Backup your hard drive so you don’t loose all your precious files. Your photos are what you will miss most. I’ve had it happen to me years ago.
An example comes to mind, recently I had a customer who brought a laptop in for a failed hard drive. Usually when someone tells me “the big box store said i need a new hard drive” I tend to do my own checks. Because on more than one occasion I’ve had perfectly good hard drives that “needed to be replaced” due to a corrupt windows installation. 9/10 times its not a bad hard drive.
So this one customer said it was making awful scratching noises so I didn’t want to mess around too much. I went into the hard drive and started backing up everything i possibly could before the HD failed completely. I managed to save the clients music, photos, documents etc. They were extremely happy considering they thought they were GONE FOREVER.
Once I got the computer back up and running (with a brand new hard drive) all their files put back onto the computer, I asked if they wanted me to setup a backup plan for them.

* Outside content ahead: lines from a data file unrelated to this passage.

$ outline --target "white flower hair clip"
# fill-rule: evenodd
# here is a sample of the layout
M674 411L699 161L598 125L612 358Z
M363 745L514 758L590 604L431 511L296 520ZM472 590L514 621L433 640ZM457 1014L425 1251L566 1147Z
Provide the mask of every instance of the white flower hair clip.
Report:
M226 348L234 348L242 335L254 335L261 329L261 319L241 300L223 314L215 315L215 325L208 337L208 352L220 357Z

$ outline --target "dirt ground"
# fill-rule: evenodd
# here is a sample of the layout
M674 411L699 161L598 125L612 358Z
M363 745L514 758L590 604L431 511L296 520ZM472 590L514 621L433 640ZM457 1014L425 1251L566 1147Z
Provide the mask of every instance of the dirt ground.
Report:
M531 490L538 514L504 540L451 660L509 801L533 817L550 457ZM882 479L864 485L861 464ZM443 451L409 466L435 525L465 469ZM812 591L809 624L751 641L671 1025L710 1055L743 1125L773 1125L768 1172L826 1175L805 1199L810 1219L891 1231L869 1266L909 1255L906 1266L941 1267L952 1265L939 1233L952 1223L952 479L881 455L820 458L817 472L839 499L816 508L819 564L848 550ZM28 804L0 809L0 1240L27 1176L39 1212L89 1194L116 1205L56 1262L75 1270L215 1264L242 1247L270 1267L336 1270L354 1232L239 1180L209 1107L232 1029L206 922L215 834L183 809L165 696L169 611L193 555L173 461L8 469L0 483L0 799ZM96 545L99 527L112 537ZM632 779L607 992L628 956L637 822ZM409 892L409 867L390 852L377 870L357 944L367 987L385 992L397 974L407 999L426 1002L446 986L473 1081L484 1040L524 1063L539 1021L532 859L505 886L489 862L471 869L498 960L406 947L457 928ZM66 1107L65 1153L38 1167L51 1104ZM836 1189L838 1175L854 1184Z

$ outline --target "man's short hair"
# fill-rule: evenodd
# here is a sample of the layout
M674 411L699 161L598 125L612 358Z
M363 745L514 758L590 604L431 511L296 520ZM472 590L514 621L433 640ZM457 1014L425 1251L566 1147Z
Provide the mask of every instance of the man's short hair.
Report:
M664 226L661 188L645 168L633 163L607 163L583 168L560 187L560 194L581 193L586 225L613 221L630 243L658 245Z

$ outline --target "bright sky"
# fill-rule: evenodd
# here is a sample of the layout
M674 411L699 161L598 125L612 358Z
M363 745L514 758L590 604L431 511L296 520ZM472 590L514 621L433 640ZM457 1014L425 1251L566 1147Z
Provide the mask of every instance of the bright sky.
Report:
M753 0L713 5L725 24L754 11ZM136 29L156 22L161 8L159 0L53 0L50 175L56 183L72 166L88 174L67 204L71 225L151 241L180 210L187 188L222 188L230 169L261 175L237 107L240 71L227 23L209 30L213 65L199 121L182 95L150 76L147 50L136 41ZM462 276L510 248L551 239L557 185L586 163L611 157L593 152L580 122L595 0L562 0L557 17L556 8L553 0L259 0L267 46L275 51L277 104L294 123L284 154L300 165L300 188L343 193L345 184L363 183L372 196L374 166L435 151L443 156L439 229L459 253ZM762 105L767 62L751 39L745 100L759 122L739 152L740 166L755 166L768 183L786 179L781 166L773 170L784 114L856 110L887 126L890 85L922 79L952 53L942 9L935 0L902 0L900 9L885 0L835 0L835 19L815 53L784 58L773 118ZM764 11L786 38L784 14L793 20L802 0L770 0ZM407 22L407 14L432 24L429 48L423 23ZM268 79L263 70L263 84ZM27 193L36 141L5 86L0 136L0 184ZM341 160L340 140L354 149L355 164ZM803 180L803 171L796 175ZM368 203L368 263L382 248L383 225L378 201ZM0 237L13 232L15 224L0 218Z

I have my favorites for data backup, but there are many choices out there for scheduling a backup of your important files. There are also ways to completely copy your entire hard drive as an image if you don’t want to loose anything. However for most personal computer users saving their “user” folder is sufficient.
Backing up to another physical hard drive is almost mandatory, if you save to the same hard drive (even a new partition) you risk loosing that data when / if your hard drive fails again.
So where do you backup all your data to?
It’s highly recommended to grab yourself a nice portable hard drive, or save to a network location. And setup your favorite backup software to save your files weekly, monthly, even daily if you prefer.
There are also ONLINE options available, because you need an internet connection to get your data back. Online backup will save your butt in case of a fire or loss of the onsite device, so you see there are pros and cons to both methods
Just one more note: Consider doing one main backup at first, then choose a software that will save only your changed files upon every future backup (incremental). This means, lets say you have 20 gigabytes to save, your first backup would be 20 GB, and your changed files could be a few hundred megabytes, so your second backup could be 2-300MB rather than 40.3 GB the second run, you see this can save a lot of time and space on the device.